Jamais au spectateur n'offrez rien d'incroyable :
Le vrai peut quelquefois n'être pas vraisemblable.
Une merveille absurde est pour moi sans appas :
L'esprit n'est point ému de ce qu'il ne croit pas.

Ce qu'on ne doit point voir, qu'un récit nous l'expose:
Les yeux en le voyant saisiroient mieux la chose;
Mais il est des objets que l'art judicieux

Doit offrir à l'oreille et reculer des yeux.

Que le trouble, toujours croissant de scène en scène,
A son comble arrivé se débrouille sans peine.
L'esprit ne se sent point plus vivement frappé
Que lorsqu'en un sujet d'intrigue enveloppé,
D'un secret tout à coup la vérité connue
Change tout, donne à tout une face imprévue.

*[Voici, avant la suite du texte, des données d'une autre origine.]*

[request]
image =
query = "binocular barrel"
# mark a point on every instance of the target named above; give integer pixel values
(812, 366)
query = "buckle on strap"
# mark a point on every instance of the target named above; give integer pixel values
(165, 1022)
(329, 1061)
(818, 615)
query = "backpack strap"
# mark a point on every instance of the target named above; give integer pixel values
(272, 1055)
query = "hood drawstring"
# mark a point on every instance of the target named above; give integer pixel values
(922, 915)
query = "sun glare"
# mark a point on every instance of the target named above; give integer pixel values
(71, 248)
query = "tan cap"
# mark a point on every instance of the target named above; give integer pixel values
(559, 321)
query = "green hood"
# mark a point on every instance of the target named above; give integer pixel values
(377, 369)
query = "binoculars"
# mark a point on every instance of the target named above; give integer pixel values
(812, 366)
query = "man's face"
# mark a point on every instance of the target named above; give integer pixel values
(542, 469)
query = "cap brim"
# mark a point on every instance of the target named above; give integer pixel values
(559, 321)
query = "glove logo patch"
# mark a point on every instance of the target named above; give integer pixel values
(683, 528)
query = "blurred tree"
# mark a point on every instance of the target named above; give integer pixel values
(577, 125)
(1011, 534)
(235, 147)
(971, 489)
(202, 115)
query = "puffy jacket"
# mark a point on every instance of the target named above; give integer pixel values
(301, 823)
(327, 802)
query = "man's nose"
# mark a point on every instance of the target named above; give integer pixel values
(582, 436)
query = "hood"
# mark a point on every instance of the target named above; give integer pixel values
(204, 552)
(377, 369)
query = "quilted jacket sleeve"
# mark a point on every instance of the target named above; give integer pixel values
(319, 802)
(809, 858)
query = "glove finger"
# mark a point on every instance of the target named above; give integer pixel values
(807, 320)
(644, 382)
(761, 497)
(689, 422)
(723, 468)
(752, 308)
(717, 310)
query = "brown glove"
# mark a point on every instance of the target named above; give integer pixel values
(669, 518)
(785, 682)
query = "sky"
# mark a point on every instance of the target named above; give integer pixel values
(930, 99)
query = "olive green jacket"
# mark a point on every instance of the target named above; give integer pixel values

La tragédie, informe et grossière en naissant,
N'étoit qu'un simple chœur, où chacun en dansant,
Et du dieu des raisins entonnant les louanges,
S'efforçoit d'attirer de fertiles vendanges.
Là, le vin et la joie éveillant les esprits,
Du plus habile chantre un bouc étoit le prix,

Thespis fut le premier qui, barbouillé de lie,

Promena par les bourgs cette heureuse folie;
Et, d'acteurs mal ornés chargeant un tombereau,
Amusa les passants d'un spectacle nouveau.
Eschyle dans le chœur jeta les personnages,
D'un masque plus honnête habilla les visages,
Sur les ais d'un théâtre en public exhaussé,
Fit paraître l'acteur d'un brodequin chaussé.

Sophocle enfin, donnant l'essor à son génie,
Accrut encor la pompe, augmenta l'harmonie,
Intéressa le chœur dans toute l'action,

Des vers trop raboteux polit l'expression,
Lui donna chez les Grecs cette hauteur divine
Où jamais n'atteignit la foiblesse latine.

Chez nos dévots aïeux le théâtre abhorré
Fut longtemps dans la France un plaisir ignoré.
De pèlerins, dit-on, une troupe grossière
En public, à Paris, y monta la première;
Et, sottement zélée en sa simplicité,
Joua les saints, la Vierge et Dieu, par piété.
Le savoir, à la fin, dissipant l'ignorance,
Fit voir de ce projet la dévote imprudence.
On chassa ces docteurs prêchant sans mission;
On vit renaître Hector, Andromaque, Ilion.
Seulement les acteurs laissant le masque antique,
Le violon tint lieu de chœur et de musique.